Strengths and Limitations
The present study had a number of strengths and limitations. First, we were able to leverage administrative data to identify patterns of needs that exist within the entire population of families involved in foster care in a Midwestern state and we were not limited by a convenience sample in our generalizations. Further, we used a sophisticated machine learning technique to address a direct service question, namely, what are the patterns of family needs under which children are removed from the home and enter foster care that multi-component maltreatment prevention interventions should address. We were, however, limited by the assessed needs available in the administrative dataset. The FANS tool does not comprehensively assess all family, caregiver, and child needs, and thus other important patterns of needs may exist in this population. Moreover, the FANS tool was developed to guide service planning, thus, the reliability and validity of the tool has not been rigorously evaluated. Given that the reliability and validity of the FANS tool is unknown, there is the potential for the introduction of caseworker bias into the data. Finally, only 34% of families whose children entered foster care indicated a need within the FANS assessment (i.e., 1631 of 4752 families). Nineteen percent (i.e., 905 families) did not complete the FANS, and another 47% of families did not have any need within the FANS. Because FANS does not guide decisions regarding whether or not to remove a child from the home (as this is determined by the maltreatment investigation), the absence of indicated needs among this majority of families may signal a true absence of social and material needs. However, this absence of indicated needs on FANS also may reflect the FANS tool’s inability to detect true and present needs. Accordingly, the present analyses could yield different needs patterns when based on different needs assessment tools. Likewise, repeating the present analyses in datasets from other states that include validated measures of caregiver and family needs, such as the North Carolina Family Assessment Scale (NCFAS)(Reed-Ashcraft et al., 2001) or the Family Assessment Form (FAF)(McCroskey et al., 1991), would provide useful insights into the validity of present findings. Regardless, the present analyses demonstrate that ARM can be a useful tool for identifying needs patterns and guiding future research and practice.
Conclusions
Families involved in foster care have multiple needs, and hundreds of unique combinations of needs exist. As child welfare systems continue to integrate evidence-based practices and evidence-based service planning, caseworkers must remain cognizant of the impact of particular patterns of need co-occurrence on service effectiveness as they seek to develop focused, parsimonious service plans.

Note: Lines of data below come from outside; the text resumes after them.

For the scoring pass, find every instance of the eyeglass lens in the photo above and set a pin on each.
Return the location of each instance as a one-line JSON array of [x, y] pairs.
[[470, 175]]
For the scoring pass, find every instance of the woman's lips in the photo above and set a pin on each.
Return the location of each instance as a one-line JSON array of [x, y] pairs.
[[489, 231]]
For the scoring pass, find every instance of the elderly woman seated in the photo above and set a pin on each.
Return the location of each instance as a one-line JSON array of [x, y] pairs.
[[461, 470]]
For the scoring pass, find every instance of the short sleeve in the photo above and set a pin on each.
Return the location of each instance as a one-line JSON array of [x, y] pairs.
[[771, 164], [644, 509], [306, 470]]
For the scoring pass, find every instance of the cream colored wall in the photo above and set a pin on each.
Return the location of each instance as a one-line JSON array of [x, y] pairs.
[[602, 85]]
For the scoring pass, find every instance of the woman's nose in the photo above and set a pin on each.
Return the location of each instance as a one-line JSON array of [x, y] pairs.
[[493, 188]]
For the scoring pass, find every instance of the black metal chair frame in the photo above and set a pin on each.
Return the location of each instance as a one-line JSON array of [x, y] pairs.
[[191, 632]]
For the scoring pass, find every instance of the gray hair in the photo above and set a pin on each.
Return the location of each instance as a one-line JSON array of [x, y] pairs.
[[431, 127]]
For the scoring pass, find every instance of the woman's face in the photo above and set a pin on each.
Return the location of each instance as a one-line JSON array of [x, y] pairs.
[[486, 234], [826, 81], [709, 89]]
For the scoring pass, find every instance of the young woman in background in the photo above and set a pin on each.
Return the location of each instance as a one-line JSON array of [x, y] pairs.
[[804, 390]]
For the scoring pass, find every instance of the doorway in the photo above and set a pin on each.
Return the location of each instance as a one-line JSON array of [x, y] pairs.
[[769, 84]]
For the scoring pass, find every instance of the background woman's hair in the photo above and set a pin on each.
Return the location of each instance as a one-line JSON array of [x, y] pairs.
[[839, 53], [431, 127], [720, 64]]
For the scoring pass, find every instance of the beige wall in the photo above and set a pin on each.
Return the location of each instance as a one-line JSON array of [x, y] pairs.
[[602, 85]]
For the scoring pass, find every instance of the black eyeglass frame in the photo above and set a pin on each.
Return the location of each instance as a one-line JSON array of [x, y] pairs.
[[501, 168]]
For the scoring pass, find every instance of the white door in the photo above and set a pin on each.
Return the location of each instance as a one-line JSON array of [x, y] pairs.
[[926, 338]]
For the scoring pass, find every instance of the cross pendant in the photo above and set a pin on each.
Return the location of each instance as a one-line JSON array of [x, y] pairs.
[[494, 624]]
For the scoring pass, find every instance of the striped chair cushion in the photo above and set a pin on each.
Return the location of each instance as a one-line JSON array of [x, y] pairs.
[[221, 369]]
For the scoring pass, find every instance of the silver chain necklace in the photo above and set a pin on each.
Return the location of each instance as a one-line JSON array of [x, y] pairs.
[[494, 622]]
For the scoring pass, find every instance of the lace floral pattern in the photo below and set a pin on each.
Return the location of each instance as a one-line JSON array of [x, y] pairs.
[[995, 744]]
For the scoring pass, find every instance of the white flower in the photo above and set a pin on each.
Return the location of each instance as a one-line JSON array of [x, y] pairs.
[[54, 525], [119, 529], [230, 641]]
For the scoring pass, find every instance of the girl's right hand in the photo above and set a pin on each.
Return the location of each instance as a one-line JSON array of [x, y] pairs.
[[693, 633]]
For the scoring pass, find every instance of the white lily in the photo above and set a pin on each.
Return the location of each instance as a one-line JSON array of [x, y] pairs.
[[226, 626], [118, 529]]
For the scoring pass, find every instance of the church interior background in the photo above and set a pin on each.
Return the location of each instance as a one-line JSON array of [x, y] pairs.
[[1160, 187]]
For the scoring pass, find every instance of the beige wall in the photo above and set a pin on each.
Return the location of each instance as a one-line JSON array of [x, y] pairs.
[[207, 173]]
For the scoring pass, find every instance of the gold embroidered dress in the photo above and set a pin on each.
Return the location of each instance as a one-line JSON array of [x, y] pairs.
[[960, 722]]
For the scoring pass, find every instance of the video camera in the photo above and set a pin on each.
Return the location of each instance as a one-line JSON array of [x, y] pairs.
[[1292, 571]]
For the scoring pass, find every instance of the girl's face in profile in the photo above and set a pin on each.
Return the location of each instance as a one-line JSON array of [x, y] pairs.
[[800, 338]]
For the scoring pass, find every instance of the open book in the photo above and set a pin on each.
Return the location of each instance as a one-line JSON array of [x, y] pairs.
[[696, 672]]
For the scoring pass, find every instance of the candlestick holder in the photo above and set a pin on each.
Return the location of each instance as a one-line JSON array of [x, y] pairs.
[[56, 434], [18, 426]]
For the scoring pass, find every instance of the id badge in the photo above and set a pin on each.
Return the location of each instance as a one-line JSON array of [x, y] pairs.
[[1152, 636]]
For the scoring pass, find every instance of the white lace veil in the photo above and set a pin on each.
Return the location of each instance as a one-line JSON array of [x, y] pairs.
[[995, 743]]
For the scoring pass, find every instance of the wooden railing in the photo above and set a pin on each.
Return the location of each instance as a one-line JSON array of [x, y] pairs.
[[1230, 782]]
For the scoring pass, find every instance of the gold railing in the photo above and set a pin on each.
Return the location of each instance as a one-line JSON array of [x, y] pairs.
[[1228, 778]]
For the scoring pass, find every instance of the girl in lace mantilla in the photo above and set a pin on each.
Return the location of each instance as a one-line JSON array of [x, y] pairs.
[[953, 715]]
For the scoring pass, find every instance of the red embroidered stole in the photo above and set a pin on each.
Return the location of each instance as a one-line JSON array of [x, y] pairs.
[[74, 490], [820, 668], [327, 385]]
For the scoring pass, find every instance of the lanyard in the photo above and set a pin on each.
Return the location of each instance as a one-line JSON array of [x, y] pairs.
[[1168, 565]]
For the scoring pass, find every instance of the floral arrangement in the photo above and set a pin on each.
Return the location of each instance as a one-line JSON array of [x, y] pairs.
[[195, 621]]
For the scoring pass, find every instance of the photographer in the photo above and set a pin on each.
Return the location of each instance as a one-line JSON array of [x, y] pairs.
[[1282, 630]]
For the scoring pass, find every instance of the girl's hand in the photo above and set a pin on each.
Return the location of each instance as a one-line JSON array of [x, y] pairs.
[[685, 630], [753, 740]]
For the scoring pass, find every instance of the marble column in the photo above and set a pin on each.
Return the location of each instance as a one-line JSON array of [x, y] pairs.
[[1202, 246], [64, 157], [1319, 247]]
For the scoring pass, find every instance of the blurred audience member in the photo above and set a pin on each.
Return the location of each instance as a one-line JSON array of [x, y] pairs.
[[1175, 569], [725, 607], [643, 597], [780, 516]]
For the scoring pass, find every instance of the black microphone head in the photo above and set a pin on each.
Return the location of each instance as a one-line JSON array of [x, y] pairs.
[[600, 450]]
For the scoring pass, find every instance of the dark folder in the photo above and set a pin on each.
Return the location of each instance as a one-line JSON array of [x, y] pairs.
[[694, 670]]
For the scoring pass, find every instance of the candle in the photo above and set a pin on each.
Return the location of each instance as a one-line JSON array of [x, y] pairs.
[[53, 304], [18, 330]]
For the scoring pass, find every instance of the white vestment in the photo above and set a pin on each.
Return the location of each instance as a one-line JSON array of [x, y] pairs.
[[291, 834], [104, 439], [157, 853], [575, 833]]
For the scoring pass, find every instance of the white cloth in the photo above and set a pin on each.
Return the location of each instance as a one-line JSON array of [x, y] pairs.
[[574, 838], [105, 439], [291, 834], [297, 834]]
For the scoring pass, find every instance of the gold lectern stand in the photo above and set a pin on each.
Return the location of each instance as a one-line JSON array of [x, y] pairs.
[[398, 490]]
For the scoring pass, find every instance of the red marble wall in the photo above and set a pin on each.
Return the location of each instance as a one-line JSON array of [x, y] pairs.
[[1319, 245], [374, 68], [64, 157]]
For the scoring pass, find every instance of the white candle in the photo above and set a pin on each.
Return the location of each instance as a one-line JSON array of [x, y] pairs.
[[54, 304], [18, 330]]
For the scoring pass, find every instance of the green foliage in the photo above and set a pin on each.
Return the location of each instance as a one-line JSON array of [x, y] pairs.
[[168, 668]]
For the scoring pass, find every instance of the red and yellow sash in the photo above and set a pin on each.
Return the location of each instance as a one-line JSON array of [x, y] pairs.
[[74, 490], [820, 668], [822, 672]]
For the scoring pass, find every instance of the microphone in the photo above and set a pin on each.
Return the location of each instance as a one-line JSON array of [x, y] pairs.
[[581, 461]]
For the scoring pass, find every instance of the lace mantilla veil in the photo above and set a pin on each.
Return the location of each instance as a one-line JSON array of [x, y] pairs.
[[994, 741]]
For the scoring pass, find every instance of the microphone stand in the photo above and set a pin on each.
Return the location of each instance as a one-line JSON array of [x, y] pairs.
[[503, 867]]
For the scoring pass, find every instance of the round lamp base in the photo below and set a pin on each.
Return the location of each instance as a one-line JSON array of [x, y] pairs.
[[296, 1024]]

The present analysis identified patterns in these profiles and provides a map for future research to investigate which needs should be addressed together versus which needs can be sufficiently addressed in isolation to prevention maltreatment and maltreatment recurrence.
Footnotes
Declaration of conflicting interests
The author(s) declared no potential conflicts of interest with respect to the research, authorship, and/or publication of this article.
Funding
The author(s) received no financial support for the research, authorship, and/or publication of this article.